Our experience tells us that apart from the typical ingredients including industry sector, size of job and experience, salaries have been set based on office location. Whether it be Perth, Sydney or Karratha, location of the company office has historically been a key determinant of pay rates to ensure the workforce is relative to other competitors locally. However, times have been changing in recent years where state–based differences in Australian remuneration have become minimal as key talent is sourced across the continent or even overseas where working remotely grows in prevalence. Now fuelled by recent events, more and more roles may WFA and the sourcing of ‘global’ talent will mean traditional salary approaches may require a more nuanced approach.
Here are some ways companies may consider setting pay for the new WFA workforce.
1. Set remuneration based on the head office location
Whilst simple to manage as a ‘one size fits all’ model, remote workers may either financially gain or lose depending on their local cost of living.
2. Benchmarking remuneration to the worker’s location
A more tailored approach, ensures the remote worker remuneration is locally relevant based on where they live.
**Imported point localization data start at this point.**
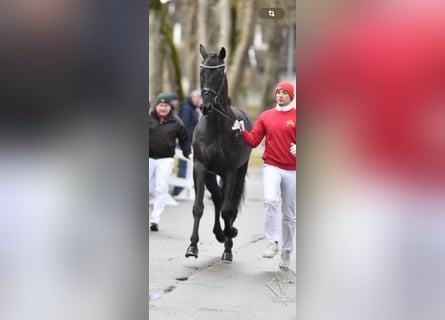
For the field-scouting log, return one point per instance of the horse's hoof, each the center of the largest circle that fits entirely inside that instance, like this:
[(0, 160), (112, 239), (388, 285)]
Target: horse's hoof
[(220, 237), (227, 257), (192, 252), (231, 234)]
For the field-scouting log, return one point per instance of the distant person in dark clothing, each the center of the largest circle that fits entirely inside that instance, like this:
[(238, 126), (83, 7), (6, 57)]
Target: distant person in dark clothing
[(164, 129), (189, 114)]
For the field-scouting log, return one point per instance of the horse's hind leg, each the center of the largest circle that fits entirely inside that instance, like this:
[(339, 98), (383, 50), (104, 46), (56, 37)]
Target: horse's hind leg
[(217, 199), (233, 194), (227, 256), (198, 208), (229, 206)]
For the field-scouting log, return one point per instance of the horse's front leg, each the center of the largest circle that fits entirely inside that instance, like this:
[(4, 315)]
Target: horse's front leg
[(229, 207), (212, 185), (228, 213), (199, 173)]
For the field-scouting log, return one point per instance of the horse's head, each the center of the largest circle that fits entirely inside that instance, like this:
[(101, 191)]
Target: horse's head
[(213, 80)]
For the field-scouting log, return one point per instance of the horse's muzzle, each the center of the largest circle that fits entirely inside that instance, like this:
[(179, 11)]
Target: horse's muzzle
[(205, 108)]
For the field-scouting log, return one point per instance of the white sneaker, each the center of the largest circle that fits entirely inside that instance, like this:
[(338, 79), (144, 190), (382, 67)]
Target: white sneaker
[(271, 251), (284, 260)]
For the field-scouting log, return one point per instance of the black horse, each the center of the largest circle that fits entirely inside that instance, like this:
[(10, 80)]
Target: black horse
[(218, 150)]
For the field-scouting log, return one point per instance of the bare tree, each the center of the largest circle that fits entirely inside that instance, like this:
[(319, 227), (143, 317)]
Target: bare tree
[(155, 49), (239, 56), (224, 8), (271, 70)]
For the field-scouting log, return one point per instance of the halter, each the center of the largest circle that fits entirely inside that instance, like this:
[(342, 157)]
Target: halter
[(214, 95)]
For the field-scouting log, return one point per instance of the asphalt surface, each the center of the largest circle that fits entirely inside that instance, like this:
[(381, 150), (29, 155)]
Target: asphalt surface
[(205, 288)]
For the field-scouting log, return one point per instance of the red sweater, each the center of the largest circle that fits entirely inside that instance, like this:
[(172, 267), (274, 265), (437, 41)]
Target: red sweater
[(279, 128)]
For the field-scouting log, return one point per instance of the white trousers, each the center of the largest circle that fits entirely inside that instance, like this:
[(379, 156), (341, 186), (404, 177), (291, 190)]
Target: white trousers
[(160, 171), (279, 182)]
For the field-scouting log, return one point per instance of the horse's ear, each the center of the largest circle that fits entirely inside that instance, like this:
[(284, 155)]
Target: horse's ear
[(222, 53), (203, 51)]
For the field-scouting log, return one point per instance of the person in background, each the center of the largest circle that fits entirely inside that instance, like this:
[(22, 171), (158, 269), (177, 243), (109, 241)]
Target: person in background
[(164, 129), (189, 114), (174, 101), (278, 126)]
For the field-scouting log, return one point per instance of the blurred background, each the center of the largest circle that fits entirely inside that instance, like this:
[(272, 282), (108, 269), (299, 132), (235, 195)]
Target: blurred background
[(72, 134), (260, 49)]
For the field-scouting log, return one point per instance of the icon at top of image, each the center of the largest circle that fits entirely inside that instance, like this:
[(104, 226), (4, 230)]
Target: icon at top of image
[(271, 13)]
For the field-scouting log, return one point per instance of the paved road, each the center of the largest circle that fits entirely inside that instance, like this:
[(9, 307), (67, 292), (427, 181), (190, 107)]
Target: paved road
[(205, 288)]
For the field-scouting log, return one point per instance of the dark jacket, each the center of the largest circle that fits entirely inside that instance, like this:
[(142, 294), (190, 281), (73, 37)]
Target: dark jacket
[(163, 135), (189, 115)]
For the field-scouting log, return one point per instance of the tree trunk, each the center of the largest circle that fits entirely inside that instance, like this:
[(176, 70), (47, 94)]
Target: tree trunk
[(155, 49), (271, 72), (224, 27), (203, 13), (239, 56), (173, 64)]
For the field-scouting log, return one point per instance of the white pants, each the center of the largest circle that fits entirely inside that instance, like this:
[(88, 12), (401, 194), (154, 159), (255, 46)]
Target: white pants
[(280, 182), (160, 171)]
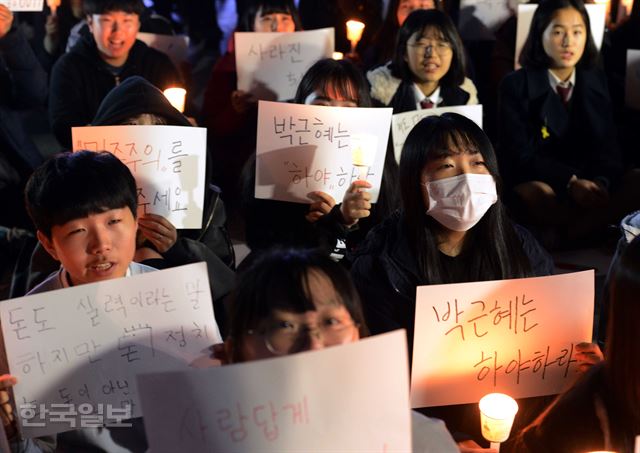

The challenge however, is obtaining relevant market remuneration data and maintaining for multiple remote workers across various locations.
3. Differentiating pay structures based on cost of living levels
Using the head office to determine a base rate, a number of pay structures above (e.g., 120%) and below (e.g., 80%) are assigned to locations depending on their cost of living.
4. Standardise remuneration to one location (e.g. head office) and adjust (up or down) for each remote employee based on cost of living
Similar to alternative 3, however, specific to each individual circumstances.
The WFA arrangement is undoubtedly a growing trend and will challenge the traditional tried and tested remuneration philosophy ‘locally relevant and globally consistent’. Companies will need to review their pay approaches for a WFA workforce sooner rather than later, particularly in these challenging times where talent retention is critical and remuneration costs will require prudent management.